Synopses & Reviews
On May 19th 2010, the Royal Thai Army deployed tanks, snipers, and war weapons to disperse the thousands of Red Shirts protesters who had taken over the commercial center of Bangkok to demand democratic elections and an end to inequality. Key to this mobilization were motorcycle taxi drivers who slowed down, filtered, and severed mobility in the area claiming a prominent role in national politics, ownership over the city, and challenging state hegemony. Four years later, on May 20th 2014, the same Army General who directed the dispersal staged a military coup, unopposed by protesters. How could state power have been so fragile and open to challenges in 2010 and yet so seemingly sturdy only four years later? How could protesters who had once fearlessly resisted military attacks now remain silent?

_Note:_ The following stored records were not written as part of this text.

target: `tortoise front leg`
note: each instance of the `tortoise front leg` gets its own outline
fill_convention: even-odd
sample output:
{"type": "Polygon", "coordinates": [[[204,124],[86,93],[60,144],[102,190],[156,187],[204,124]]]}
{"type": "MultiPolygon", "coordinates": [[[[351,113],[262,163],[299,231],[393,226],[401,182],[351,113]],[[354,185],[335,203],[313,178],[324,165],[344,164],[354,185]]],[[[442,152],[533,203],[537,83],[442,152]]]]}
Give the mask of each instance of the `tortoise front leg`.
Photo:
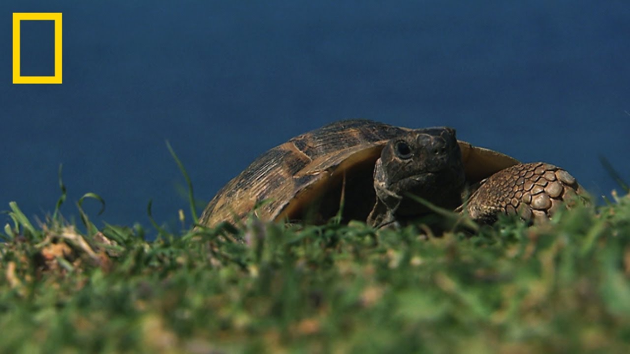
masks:
{"type": "Polygon", "coordinates": [[[538,221],[548,219],[563,203],[570,206],[583,195],[566,171],[544,163],[522,164],[486,179],[464,208],[472,219],[483,222],[491,223],[501,213],[538,221]]]}

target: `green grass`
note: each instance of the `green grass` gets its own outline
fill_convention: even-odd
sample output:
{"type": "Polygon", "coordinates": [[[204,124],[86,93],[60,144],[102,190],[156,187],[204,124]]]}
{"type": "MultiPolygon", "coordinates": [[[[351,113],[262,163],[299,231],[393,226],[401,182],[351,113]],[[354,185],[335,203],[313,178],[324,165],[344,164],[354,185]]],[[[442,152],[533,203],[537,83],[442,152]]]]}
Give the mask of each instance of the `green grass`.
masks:
{"type": "Polygon", "coordinates": [[[2,353],[630,352],[627,195],[440,237],[250,220],[149,242],[10,207],[2,353]]]}

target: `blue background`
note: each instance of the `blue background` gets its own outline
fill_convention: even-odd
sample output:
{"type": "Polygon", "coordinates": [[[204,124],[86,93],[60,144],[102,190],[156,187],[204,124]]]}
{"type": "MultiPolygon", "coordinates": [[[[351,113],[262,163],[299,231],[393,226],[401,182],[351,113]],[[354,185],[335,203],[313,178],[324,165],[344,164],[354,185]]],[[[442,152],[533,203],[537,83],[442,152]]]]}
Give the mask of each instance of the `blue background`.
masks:
{"type": "MultiPolygon", "coordinates": [[[[598,154],[630,180],[626,0],[9,0],[0,10],[0,208],[51,211],[63,163],[69,202],[98,193],[108,222],[147,224],[149,199],[158,221],[173,221],[188,204],[166,139],[207,202],[265,150],[359,117],[450,125],[563,166],[596,195],[617,188],[598,154]],[[63,84],[11,83],[13,12],[63,13],[63,84]]],[[[23,64],[50,65],[50,35],[23,64]]]]}

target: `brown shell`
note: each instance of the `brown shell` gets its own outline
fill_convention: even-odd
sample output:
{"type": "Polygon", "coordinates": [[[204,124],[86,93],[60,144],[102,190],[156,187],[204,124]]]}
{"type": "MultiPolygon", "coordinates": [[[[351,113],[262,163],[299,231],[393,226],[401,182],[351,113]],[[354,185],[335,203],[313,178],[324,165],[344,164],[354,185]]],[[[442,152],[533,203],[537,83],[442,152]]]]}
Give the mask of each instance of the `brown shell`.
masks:
{"type": "MultiPolygon", "coordinates": [[[[295,219],[316,196],[341,185],[344,176],[359,173],[371,181],[374,164],[387,142],[411,130],[353,120],[298,135],[265,152],[228,182],[203,210],[199,223],[212,227],[240,220],[263,200],[254,210],[258,218],[295,219]]],[[[520,163],[467,142],[459,141],[459,146],[466,178],[471,182],[520,163]]],[[[366,189],[371,190],[371,185],[366,189]]]]}

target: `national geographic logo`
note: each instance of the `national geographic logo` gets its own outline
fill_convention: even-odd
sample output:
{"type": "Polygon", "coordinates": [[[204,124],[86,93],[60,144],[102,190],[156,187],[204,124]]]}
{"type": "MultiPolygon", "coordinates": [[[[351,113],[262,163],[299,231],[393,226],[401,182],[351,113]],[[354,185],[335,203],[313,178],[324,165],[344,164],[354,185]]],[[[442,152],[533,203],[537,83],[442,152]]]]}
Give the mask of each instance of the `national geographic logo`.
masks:
{"type": "Polygon", "coordinates": [[[13,13],[13,83],[61,83],[61,13],[13,13]],[[22,76],[20,71],[21,21],[53,21],[55,23],[55,74],[52,76],[22,76]]]}

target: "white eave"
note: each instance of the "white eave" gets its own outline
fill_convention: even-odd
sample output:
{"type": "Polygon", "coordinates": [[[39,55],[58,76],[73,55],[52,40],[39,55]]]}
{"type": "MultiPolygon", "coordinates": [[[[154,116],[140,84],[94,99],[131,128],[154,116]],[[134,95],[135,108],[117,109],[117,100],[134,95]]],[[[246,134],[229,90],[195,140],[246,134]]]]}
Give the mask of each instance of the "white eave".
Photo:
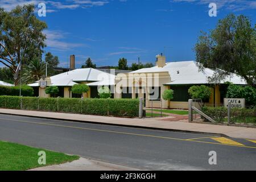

Owners of the Map provides an answer to these questions--central to contemporary political mobilizations around the globe--through an ethnographic study of motorcycle taxi drivers in Bangkok. Sopranzetti explores the unresolved tensions in the drivers' everyday lives, their migrations trajectories, consumers' desires, and political demands amidst the restructuring of Thai capitalism after the 1997 economic crisis. Reconstructing the entanglements between their everyday mobility and political mobilization, Sopranzetti reveals mobility not just as a strength of contemporary capitalism but also as one of its fragile spots, always prone to disruption by the people who sustain its channels but remain excluded from their benefits. In so doing, Owners of the Map advances an analysis of power that does not focus on the sturdiness of hegemony or the ubiquity of everyday resistance but rather reveals its potential fragility as well as the work needed for its maintenance.